Si j’ai reproduit ce réquisitoire assez banal, c’est parce qu’il résume les innombrables pamphlets par lesquels les prêtres, les nobles, les parlementaires, la vieille oligarchie bourgeoise et les coloniaux exhalaient leur fureur et cherchaient à créer la panique. Ce qui est plus intéressant et plus original, c’est le moyen juridique par lequel Séguier essaie de jeter le doute dans l’âme des acquéreurs de biens nationaux. Il constate que les assignats sont hypothéqués sur les biens du clergé, et il ajoute :

« Je demande ce que deviendra l’hypothèque des assignats qui resteront après la vente faite de tous les biens ? Que deviendra l’hypothèque des créanciers du clergé, celle des créanciers de l’État, celle des anciens fonctionnaires publics pour leurs traitements ?… Les acquéreurs des domaines nationaux doivent savoir, par là même, à quelles obligations les biens qu’ils achètent sont hypothéqués. Or, les porteurs d’assignats et les créanciers qui resteront après les ventes consommées seront-ils privés de l’hypothèque que leur titre leur promet ? N’auront-ils pas le droit d’attaquer tous les acquéreurs et de demander la contribution ? Si j’ai quelques notions de droit, il me semble que tel est l’effet de l’hypothèque, et que quand on fait tant que de la promettre, on doit en donner l’effet entier, sinon la nation serait, comme le disait fort bien M. Mirabeau, une voleuse. »

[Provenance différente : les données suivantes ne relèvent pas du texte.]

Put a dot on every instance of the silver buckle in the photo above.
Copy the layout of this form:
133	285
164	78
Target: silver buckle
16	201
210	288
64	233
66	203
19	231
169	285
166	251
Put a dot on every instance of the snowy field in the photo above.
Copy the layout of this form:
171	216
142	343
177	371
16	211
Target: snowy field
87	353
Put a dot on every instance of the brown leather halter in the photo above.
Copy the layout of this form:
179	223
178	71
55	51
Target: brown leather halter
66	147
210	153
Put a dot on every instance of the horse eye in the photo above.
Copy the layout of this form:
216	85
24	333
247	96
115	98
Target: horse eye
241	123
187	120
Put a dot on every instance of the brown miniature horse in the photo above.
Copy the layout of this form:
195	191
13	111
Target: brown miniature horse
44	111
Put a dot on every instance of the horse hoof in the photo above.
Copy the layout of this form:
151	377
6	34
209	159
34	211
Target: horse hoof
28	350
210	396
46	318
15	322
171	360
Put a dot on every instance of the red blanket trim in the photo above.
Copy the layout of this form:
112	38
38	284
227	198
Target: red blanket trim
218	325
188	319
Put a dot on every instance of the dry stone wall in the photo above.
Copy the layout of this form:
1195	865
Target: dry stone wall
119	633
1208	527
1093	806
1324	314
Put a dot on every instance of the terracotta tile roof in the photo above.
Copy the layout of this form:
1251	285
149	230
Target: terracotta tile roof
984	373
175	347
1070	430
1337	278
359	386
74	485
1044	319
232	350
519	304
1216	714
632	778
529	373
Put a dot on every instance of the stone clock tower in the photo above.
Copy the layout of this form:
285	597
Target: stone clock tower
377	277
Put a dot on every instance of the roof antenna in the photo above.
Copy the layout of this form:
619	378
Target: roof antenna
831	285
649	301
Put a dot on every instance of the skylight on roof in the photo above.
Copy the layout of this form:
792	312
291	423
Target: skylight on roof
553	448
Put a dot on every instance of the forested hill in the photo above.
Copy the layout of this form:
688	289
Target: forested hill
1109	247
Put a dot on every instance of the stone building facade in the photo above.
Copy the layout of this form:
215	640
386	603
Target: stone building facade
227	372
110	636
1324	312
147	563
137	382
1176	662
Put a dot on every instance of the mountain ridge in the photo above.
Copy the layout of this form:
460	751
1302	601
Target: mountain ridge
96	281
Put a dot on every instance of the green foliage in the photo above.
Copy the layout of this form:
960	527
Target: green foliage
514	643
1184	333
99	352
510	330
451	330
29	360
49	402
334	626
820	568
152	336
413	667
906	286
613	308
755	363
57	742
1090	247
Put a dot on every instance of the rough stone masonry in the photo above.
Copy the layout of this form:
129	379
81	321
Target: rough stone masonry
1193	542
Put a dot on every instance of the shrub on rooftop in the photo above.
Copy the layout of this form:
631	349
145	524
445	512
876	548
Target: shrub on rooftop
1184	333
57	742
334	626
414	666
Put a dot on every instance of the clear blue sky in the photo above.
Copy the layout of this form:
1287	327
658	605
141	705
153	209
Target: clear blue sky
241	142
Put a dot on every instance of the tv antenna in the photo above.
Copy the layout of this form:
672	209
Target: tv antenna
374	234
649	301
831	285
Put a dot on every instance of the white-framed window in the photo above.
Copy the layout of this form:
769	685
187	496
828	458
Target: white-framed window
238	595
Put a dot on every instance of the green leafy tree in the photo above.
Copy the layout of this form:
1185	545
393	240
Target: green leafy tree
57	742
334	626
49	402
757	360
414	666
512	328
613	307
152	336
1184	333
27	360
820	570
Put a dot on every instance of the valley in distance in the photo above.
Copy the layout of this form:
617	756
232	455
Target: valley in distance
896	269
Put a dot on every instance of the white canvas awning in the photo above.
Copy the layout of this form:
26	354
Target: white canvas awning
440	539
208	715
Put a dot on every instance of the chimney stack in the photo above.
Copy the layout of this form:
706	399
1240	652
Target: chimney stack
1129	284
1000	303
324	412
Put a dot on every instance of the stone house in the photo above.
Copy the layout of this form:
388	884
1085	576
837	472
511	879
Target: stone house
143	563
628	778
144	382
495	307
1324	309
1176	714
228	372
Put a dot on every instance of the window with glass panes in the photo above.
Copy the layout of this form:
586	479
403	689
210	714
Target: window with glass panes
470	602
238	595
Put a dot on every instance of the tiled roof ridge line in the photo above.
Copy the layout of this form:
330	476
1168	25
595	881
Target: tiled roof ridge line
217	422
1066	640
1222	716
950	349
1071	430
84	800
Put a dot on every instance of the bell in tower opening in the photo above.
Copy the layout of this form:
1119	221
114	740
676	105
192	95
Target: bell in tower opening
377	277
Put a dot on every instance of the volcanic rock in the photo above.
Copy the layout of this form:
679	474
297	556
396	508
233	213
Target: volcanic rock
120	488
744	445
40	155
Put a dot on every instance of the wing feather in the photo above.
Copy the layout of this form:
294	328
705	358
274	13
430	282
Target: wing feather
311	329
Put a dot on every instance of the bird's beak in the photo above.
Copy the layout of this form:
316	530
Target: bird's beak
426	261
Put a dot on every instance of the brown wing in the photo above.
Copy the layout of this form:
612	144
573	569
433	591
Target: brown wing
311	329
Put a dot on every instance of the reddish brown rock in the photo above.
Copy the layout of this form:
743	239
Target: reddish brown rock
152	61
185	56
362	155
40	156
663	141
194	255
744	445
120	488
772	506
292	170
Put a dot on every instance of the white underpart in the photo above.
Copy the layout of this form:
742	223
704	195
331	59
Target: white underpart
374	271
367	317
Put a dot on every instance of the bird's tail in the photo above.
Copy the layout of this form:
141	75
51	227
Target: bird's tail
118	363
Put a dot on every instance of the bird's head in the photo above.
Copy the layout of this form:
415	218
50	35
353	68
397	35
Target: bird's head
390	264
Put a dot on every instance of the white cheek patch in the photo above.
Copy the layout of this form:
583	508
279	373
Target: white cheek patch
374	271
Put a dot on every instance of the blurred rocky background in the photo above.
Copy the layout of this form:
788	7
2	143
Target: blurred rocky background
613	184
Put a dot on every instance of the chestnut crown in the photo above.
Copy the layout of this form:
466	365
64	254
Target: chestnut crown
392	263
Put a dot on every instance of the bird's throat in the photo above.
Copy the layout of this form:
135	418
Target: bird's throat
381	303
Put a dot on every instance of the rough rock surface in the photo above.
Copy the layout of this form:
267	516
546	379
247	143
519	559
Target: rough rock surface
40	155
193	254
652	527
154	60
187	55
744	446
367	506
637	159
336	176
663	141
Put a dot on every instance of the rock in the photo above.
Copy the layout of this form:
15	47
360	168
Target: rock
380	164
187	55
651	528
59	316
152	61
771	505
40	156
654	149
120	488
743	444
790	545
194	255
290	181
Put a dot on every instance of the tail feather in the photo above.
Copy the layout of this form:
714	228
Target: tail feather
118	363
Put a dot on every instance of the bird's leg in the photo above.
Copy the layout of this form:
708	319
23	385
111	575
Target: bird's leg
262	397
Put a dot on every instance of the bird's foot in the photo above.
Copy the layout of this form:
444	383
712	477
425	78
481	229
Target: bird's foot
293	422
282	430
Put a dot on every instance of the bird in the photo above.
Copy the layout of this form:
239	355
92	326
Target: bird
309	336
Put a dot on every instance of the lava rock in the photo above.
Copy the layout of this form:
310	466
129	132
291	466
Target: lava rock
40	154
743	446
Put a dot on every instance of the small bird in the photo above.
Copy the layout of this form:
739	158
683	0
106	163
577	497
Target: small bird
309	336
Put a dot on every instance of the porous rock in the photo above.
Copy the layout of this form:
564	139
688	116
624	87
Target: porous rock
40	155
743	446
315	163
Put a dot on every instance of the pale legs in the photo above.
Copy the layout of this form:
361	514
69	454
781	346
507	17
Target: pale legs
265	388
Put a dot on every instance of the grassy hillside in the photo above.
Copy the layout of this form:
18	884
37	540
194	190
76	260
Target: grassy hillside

Ainsi, les acquéreurs de biens nationaux sont avertis que si, après la vente complète des biens d’Église, tous les assignats ne sont pas éteints, ce sont les biens acquis par les bourgeois et les paysans révolutionnaires qui serviront à en garantir et réaliser la valeur. Le grand conservateur Séguier, au moment même où il gémit sur la destruction de toute propriété, frappe de discrédit la propriété nouvelle que la Révolution fait sortir du chaos de l’ancien régime. Et il ne m’est pas démontré que si la contre-révolution avait été victorieuse, elle n’aurait pas recouru au moyen juridique imaginé par Séguier pour ressaisir tous les biens vendus. Elle aurait trouvé piquant d’alléguer pour cela un titre révolutionnaire, l’hypothèque de l’assignat. À la première victoire de la contre-révolution, les assignats seraient tombés à rien, le Trésor les aurait acquis à vil prix, et il aurait ensuite exercé sur les biens des révolutionnaires le droit d’hypothèque tel que le définit Séguier. Innombrables étaient les combinaisons de l’ancien régime pour préparer le retour au passé et semer l’épouvante chez tous les possédants.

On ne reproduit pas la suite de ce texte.